Sorry to welcome you here.

Did your neuro diagnose you with an upper motor neuron disease like PLS or HSP? Is your neuro an ALS specialist? My hope is that you are seeing someone who can provide you more than a shrug and that you are under the care of someone who is knowledgeable about UMN issues.
 
The diagnosis, if you can call it that was Upper MND and cannot rule out PLS/ALS! Hence my frustration. My Kaiser Neuro runs their ALS clinic. The ALS clinic at Loma Linda that I have also attended is run by a Neuro who specializes in ALS/PLS and also does clinical trials.
 
That would be frustrating. It sounds like you have been diagnosed with an MND and they are watching for a few years to see if you develop lower motor issues, which would mean a diagnosis of ALS. If you don't, it would be confirmed as PLS. There are a few folk here with the same experience (myself included). It is a stressful place to be, however, it means progression is generally slow.

You are welcome to participate in the forum at large, as it is here for those who have been diagnosed with MND. The people here have a large pool of experience and I am sure you will have some questions. I recommend you also read the Resources section, as you may find some good information there. I will also move your posts to the Newly Diagnosed subforum.

Welcome again
 
I was having trouble with my right leg for quite a while before I went to a doctor. I was already retired and had taken a part-time job. I thought my leg problem was a combination of old age and back issues. I realized something was seriously wrong when I found I couldn't climb stairs. My PCP sent me to a neurologist who did nerve conduction studies and sent me for an MRI. After several months of no diagnosis, I became frustrated and asked for a referral to a neuro-muscular clinic. After a couple of visits, I had an EMG which indicated PLS. I was also beginning to have speech issues. The disease didn't progress much until I slipped on an icy sidewalk and hit my head on the concrete steps. I had grabbed the porch railing before going down. It gave way, and I dislocated my shoulder. I had to go to the hospital for the shoulder where I was given a potassium IV which stopped my heart. (I now take potassium for hypokalemia)
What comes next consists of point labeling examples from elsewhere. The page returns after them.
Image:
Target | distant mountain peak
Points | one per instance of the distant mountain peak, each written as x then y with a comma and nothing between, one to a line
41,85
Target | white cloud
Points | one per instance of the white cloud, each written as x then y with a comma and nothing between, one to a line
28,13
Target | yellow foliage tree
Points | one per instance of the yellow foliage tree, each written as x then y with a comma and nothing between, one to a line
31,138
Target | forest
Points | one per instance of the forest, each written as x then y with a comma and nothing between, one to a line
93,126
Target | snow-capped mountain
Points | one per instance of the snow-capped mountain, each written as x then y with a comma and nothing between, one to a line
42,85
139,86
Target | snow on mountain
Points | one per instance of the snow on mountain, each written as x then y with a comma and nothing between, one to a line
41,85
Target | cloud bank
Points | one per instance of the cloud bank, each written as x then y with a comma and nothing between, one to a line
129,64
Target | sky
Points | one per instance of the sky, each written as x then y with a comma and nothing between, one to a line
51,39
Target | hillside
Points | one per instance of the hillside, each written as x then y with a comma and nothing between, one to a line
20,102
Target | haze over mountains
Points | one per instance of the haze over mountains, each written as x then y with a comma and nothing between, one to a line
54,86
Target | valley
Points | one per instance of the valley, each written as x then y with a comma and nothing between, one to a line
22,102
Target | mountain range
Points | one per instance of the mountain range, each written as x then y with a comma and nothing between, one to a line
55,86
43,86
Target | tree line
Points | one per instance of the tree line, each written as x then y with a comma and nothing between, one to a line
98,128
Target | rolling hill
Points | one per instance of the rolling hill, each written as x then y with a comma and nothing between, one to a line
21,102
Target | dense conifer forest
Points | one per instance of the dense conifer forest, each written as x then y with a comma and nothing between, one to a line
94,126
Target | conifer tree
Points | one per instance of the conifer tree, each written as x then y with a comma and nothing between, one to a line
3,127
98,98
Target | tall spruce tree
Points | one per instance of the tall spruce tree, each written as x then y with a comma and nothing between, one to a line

After this rather traumatic incident, my progression was fairly rapid for a couple of years. My advice is to keep exercising but don't overdo it, maintain a healthy diet, get adequate sleep, and avoid stress. (much easier said than done) Ten years after diagnosis, I haven't developed full-blown ALS symptoms. I can't speak and can only walk a short distance with a rollator walker, but I can eat normally and don't have breathing problems. We all progress in different ways. You may not be severely impacted for many years. Best of luck to you.
 
Thank you for the response. This is the first time I have talked to someone else who is up against the same thing and, I'll be honest, your story scares me a little. I have gone down several times but, knock on wood, haven't hurt myself too badly. My wife say's I'm too stubborn for my own good and need to slow down. I am still working and supervise a crew of 20, up at 0330 every morning and get home after 1600 in the afternoon. Stress and lack of sleep are part of the job unfortunately. I eat healthy aside from the occasional ice cream, gave up smoking and drinking years ago. When the Doctor said he thought I was a little depressed, I said it seems like it would be a bigger problem if I wasn't considering the situation! I do try and stay positive and I realize it could be worse and probably will be. I stay hopeful because even though I can tell it is progressing, it seems to be very slow right now. Again, thank you and good luck to you as well.
 
Jabba - Stay hopeful! Take your wife's good advice and slow down if at all possible.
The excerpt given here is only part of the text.